Levent Ergin, Chief ESG Sustainability Strategist, Informatica, explains how data collection & management are essential to transparent ESG reporting

Levent Ergin, Global Chief ESG Sustainability Strategist for software development company Informatica, works with leading organisations to help transform ESG strategy

With over 20 years experience in financial services, Ergin has extensive programme management, business analysis and technology experience, with exposure to all phases of the project/programme/portfolio management lifecycle. He has deep analytical skills and a proven delivery record in a number of high profile C-Suite and Board level business facing roles. Ergin is passionate about ESG Sustainability and enjoys contributing to thought leadership events in the industry.


Why is ESG a data problem that requires a data solution?

Many regulators are introducing new ESG reporting standards, including for Scope 3 emissions – emissions that do not originate with the organisation itself, but within its supply chain and wider ecosystem. This means ESG is no longer a nice-to-have, but rather a business imperative, and one that’s growing increasingly urgent. The key to strong, accurate reporting is, of course, strong, accurate data. Although many organisations may currently use ESG ratings agencies to satisfy the regulator, this is often a slapdash solution based on unreliable figures. As precision becomes the watchword, organisations will need control over their own data collection, management, and analysis. They need to be able to open the black box and understand exactly how their ESG figures have been reached. The ability to do that is entirely based on their data collection and management capabilities.

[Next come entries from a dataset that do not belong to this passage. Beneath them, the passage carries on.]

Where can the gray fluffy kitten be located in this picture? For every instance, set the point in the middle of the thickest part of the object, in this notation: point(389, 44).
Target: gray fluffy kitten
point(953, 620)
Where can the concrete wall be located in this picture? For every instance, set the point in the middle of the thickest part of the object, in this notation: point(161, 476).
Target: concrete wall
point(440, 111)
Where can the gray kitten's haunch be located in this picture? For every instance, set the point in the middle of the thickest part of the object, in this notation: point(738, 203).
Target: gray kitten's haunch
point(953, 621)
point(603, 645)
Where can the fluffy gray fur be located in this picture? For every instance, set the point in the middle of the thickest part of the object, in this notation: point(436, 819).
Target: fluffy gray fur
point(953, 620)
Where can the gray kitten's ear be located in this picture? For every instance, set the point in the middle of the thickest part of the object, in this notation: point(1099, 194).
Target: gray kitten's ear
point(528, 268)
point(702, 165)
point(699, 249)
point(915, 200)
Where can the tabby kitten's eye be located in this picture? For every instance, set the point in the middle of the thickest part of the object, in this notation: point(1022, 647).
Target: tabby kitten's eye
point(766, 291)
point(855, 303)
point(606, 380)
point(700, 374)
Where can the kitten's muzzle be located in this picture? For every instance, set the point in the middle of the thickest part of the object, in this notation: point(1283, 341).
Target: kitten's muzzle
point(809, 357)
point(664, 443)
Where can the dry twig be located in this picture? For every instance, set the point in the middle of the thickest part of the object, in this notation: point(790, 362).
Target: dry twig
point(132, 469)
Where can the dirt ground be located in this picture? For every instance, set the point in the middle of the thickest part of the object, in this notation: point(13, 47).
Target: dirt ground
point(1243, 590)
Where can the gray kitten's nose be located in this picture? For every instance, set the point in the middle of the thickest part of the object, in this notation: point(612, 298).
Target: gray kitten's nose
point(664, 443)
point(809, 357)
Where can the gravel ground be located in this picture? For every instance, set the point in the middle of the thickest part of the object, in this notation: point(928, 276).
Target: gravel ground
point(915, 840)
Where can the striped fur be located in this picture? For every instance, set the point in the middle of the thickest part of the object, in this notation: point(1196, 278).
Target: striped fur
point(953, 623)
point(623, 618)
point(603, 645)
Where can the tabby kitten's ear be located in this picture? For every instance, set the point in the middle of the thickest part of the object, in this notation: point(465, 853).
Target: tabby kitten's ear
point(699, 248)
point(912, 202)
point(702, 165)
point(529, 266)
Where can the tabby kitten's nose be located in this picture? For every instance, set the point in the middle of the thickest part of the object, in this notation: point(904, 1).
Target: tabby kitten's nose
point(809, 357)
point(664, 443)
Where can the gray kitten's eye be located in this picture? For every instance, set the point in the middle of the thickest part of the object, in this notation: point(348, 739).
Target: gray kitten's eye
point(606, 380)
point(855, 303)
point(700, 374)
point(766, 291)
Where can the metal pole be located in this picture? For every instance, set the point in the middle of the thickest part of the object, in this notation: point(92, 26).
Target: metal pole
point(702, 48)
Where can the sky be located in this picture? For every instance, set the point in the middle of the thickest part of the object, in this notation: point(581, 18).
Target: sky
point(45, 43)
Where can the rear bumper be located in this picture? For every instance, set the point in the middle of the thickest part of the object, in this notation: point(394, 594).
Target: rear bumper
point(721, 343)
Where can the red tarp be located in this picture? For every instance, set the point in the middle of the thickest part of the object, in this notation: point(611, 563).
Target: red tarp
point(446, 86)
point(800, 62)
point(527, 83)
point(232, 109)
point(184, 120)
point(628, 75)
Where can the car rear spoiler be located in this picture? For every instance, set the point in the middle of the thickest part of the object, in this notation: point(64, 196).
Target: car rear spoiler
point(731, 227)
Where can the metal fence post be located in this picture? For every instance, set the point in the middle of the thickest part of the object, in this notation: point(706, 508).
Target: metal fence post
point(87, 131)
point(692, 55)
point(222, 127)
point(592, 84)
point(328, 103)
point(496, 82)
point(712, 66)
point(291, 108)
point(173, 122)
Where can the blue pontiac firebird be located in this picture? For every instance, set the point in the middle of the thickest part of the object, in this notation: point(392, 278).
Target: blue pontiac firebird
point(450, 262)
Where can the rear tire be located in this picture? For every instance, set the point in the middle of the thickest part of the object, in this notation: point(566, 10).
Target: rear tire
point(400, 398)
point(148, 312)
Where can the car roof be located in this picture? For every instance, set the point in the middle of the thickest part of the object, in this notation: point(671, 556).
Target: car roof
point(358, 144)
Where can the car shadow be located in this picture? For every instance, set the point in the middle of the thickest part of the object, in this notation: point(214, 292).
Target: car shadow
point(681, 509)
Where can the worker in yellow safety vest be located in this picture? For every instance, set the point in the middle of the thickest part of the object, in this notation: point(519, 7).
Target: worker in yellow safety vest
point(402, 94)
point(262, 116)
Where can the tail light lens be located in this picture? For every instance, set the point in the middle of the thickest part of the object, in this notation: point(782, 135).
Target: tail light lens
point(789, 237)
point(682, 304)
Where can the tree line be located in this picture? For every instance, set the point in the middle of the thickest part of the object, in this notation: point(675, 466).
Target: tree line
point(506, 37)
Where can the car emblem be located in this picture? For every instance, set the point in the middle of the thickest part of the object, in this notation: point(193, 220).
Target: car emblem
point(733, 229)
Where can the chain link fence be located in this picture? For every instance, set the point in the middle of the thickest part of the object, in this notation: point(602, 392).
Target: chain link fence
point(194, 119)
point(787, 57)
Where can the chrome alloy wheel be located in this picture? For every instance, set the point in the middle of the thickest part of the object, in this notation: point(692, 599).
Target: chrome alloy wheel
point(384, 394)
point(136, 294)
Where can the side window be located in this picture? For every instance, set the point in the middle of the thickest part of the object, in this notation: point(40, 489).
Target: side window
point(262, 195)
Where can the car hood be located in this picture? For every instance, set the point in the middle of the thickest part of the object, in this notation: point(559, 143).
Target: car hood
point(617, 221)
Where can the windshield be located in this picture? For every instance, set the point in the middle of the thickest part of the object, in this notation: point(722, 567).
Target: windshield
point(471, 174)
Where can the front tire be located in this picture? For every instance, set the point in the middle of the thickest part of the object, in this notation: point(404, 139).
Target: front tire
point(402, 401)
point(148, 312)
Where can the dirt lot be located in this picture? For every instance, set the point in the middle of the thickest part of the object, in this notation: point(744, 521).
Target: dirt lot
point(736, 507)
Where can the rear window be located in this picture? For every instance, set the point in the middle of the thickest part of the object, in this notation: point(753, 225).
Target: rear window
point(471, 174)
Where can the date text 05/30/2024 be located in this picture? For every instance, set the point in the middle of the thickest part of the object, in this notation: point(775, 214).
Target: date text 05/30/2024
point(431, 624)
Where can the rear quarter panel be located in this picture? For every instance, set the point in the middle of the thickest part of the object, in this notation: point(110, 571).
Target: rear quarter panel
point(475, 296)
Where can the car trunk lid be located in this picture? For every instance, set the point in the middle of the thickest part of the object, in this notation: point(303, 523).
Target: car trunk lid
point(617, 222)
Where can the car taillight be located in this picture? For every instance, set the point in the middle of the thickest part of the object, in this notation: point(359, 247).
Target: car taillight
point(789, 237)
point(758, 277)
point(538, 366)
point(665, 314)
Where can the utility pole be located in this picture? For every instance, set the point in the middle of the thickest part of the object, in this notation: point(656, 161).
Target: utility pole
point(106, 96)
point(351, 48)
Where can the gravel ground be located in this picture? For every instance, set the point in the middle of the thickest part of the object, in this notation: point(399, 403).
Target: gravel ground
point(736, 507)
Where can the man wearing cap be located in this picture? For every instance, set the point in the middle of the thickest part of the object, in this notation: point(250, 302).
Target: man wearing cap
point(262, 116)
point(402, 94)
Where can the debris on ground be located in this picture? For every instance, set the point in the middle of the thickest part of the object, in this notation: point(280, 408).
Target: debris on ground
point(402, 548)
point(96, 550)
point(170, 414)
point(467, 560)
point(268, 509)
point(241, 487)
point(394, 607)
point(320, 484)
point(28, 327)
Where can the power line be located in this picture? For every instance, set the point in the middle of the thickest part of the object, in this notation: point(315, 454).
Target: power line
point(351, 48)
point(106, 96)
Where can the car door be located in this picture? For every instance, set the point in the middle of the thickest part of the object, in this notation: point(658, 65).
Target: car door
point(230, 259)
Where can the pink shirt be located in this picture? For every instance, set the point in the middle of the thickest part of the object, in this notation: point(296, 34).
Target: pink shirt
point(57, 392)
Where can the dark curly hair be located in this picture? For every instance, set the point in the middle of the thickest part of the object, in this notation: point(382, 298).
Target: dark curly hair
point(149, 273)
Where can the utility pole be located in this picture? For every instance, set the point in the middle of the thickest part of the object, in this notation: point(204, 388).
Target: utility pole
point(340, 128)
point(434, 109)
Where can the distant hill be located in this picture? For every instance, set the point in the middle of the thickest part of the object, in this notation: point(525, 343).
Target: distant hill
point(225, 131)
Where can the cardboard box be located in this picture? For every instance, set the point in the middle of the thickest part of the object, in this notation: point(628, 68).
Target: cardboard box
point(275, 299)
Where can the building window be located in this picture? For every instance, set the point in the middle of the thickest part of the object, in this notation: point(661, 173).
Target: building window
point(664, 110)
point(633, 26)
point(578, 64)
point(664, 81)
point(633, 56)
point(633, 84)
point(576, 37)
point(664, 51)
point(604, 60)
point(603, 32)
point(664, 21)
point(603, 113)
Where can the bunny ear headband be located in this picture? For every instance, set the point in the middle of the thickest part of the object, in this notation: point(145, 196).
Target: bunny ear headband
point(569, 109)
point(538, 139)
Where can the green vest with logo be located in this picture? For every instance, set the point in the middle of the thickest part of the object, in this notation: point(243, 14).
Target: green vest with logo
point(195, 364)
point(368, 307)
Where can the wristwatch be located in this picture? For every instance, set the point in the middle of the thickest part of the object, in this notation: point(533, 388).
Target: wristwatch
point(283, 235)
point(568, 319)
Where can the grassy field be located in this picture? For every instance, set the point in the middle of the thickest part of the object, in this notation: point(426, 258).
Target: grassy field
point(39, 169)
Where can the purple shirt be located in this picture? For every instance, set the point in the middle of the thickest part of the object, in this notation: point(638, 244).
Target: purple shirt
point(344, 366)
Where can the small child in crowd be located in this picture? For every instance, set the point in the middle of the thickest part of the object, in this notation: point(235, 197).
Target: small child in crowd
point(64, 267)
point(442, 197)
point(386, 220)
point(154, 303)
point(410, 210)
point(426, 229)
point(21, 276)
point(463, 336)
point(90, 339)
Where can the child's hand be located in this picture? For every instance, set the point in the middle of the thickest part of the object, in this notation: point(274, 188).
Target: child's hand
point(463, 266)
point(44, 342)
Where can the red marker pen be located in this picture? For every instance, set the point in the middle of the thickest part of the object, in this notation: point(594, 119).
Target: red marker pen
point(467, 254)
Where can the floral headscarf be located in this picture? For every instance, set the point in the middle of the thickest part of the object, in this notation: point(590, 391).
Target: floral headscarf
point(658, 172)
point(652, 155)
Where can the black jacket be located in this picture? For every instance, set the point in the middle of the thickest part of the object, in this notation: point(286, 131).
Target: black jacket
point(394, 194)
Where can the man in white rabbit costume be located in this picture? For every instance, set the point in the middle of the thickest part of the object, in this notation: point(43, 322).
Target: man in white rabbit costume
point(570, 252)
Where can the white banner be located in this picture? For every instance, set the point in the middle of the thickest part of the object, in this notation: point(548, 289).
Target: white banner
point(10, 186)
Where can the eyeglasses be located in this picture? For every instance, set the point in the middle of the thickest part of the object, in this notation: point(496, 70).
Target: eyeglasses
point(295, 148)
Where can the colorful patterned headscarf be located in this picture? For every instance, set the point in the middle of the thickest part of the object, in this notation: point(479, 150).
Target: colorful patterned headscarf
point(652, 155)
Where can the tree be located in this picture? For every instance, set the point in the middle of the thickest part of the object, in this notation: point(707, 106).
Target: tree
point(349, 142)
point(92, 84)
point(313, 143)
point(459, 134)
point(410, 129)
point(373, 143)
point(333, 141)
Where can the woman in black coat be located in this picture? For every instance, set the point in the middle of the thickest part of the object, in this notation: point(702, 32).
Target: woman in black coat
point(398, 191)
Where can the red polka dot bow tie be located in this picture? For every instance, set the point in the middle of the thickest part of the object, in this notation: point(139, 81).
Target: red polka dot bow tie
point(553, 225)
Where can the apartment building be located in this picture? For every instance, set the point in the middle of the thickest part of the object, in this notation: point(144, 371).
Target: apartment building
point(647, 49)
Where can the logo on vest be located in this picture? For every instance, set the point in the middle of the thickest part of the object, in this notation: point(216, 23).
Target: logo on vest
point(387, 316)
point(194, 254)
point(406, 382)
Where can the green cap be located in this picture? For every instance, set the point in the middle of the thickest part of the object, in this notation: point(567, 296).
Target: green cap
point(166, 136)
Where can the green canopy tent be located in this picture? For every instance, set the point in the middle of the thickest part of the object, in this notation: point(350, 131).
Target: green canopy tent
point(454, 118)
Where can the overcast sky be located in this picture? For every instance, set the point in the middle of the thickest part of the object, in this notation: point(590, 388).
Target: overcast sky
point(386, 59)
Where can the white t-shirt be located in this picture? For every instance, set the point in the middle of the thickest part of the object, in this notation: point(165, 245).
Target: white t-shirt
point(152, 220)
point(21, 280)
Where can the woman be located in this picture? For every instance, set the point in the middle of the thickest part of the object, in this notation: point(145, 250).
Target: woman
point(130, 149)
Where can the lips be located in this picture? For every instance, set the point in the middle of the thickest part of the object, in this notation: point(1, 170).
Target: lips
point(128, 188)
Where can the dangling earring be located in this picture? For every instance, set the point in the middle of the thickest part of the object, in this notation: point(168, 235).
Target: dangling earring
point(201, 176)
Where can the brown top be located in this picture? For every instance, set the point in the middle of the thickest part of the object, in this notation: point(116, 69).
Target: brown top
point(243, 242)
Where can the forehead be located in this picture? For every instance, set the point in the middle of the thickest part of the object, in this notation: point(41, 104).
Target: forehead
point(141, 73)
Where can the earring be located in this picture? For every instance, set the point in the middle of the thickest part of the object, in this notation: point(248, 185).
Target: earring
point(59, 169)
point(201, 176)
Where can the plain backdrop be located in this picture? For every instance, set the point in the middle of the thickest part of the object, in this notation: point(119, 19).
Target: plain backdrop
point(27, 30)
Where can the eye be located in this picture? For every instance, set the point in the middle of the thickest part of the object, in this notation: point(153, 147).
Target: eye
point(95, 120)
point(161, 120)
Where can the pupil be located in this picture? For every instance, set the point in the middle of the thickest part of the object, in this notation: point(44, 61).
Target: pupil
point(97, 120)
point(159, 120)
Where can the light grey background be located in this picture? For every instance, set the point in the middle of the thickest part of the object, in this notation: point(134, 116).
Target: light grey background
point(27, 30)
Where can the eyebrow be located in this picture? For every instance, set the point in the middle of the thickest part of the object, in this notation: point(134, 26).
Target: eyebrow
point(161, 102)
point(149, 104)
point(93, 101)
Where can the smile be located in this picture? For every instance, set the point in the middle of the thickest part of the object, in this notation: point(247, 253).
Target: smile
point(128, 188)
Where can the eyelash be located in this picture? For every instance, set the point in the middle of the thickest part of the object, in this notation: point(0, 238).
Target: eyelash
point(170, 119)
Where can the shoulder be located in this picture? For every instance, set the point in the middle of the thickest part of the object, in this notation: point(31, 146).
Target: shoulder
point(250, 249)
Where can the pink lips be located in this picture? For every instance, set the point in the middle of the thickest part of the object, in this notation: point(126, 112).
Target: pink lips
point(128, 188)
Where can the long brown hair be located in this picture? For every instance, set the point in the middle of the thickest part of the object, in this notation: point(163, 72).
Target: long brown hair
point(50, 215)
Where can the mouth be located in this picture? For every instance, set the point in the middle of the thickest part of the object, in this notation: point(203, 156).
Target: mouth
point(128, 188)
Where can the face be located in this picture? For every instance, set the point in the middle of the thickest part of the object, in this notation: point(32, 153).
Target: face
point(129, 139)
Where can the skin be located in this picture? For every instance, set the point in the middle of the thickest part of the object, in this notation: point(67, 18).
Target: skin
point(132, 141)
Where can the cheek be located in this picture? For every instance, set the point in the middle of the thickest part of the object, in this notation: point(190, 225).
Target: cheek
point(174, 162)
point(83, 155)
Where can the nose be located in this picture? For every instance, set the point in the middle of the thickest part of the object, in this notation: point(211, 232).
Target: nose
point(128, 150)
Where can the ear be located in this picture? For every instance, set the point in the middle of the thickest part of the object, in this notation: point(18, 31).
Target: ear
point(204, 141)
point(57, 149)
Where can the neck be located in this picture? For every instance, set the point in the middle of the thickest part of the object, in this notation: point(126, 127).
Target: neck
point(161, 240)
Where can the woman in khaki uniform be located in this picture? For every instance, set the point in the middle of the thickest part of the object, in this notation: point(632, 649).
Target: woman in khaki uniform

What are the challenges of ESG reporting on wider business operations such as waste disposal, electricity usage, business travel or diversity initiatives?

Many of these functions have not previously been subject to regulatory reporting requirements. In many cases, that means there is little infrastructure in place to enable comprehensive data collection and accurate analysis, particularly compared with functions such as finance and sales, whose data handling has long been fine-tuned to satisfy the regulator. This means much data input may currently be manual, with the associated risk of human error. To address these issues, businesses need to employ advanced data management tools that will speed processes up and improve accuracy – optical character recognition (OCR), for example, which can scan a utility bill, automatically capture key pieces of information, and gather this into a structured format. Or linking smart meters to a central data management system that can compile and standardise data into a usable form.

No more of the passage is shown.